Sequences examining Blake's motives for fighting the Federation appear throughout the zine. In 'Fellow Feeling', Blake replies to Vila that the injustice done to him is in a way universal. He draws an analogy between altering historical records and erasing the memories of one's personal past. He recalls, for instance, a group of Federation officials present at Servalan's inauguration, who later became undesirables and were erased from the vistapes showing this event. 'They took the records and wiped out whole lives, Vila... like they wiped out whole lives in my mind, even my own. They changed you - they erased me... Are you so surprised I want to save others from that?' Mind manipulation, on a larger scale, parallels the Federation's manipulation of truth and history. Blake's struggle is therefore far from being just a matter of personal revenge.

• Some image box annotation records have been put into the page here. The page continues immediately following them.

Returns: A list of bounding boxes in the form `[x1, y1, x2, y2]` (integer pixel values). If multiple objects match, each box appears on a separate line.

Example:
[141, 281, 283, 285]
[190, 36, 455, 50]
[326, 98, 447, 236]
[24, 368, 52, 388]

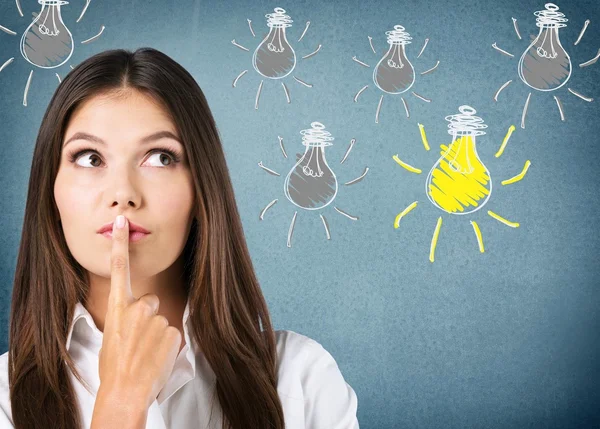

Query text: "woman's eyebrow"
[63, 131, 182, 148]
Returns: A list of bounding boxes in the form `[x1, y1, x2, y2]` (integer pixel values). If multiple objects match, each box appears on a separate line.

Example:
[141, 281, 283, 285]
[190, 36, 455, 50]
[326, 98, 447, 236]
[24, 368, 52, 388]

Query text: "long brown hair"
[8, 48, 284, 429]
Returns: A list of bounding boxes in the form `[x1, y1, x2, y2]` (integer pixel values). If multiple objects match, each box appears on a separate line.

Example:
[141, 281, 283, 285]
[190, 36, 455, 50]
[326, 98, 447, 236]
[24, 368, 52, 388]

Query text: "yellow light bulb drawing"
[258, 122, 369, 247]
[426, 106, 492, 214]
[392, 105, 531, 262]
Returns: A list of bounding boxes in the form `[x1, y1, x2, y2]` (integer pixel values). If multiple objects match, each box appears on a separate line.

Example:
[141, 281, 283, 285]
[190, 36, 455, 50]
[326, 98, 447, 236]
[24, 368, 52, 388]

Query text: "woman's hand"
[92, 217, 181, 411]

Jean Hubb's fine story, 'It's About Time', allows the reader a glimpse of Blake's suppressed desire to give up fighting and withdraw to a world abounding in natural beauties. Blake's dilemma is here represented in terms of choosing between two notions of time: mythological time - suggesting a life in harmony with Nature and its cycles; and historical time - which implies living in a man-made world, with the full awareness of one's responsibility in constructing and revising this world. The attraction 'mythological time' holds for Blake and his final decision to opt for 'historical time' are wonderfully compressed in just a few sentences. Blake tells Avon that as a young engineer he was sent to a planet the Federation wanted to colonise. While working on the dam controlling one of the planet's major rivers, he was fascinated by the natural beauties. Suddenly, however, 'His memory stirred again. "As I remember, it was then that I first learned the Federation used slave labour." He frowned and lapsed into silence.'
Blake is too sorely aware of the general injustice and the suffering of others to abandon history. The sense of obligation forces him to return to historical time. His initial desire for a simple, uncomplicated life close to land and nature turns into a distant hope, a vision of some future he may never live to see. 'Blake wondered how many people were living amongst these trees. Perhaps there was room for one more... The sun was fully risen. The warmth sinking into his bones reminded him of the passage of time. He couldn't stay here... The Federation had too much to answer for. Even if it was too late for his family, there were thousands of others to be freed. Everyone should be able to stand on his own front porch and breathe freely. Like this.'
The most comprehensive 'catalogue of grievances', i.e., the Federation's evil practices which have driven Blake and others to rebellion, may be found in Sondra Sweigman's 'Proclamation of Principles'. I was much more moved, however, by a sentence in another Sondra Sweigman's story, 'Blake's Heart'. In very simple words, it manages to capture Blake's generosity of spirit and show he doesn't hate those who are not willing to help him. I must resume my struggle, Blake tells himself, 'for the sake of all those who cannot fight for themselves, who cannot speak for themselves, whose voices have been stilled whether by death, ignorance, confusion or fear.' Thoughts like this inspire tolerance and understanding - two valuable threads for the embroidery of the heart.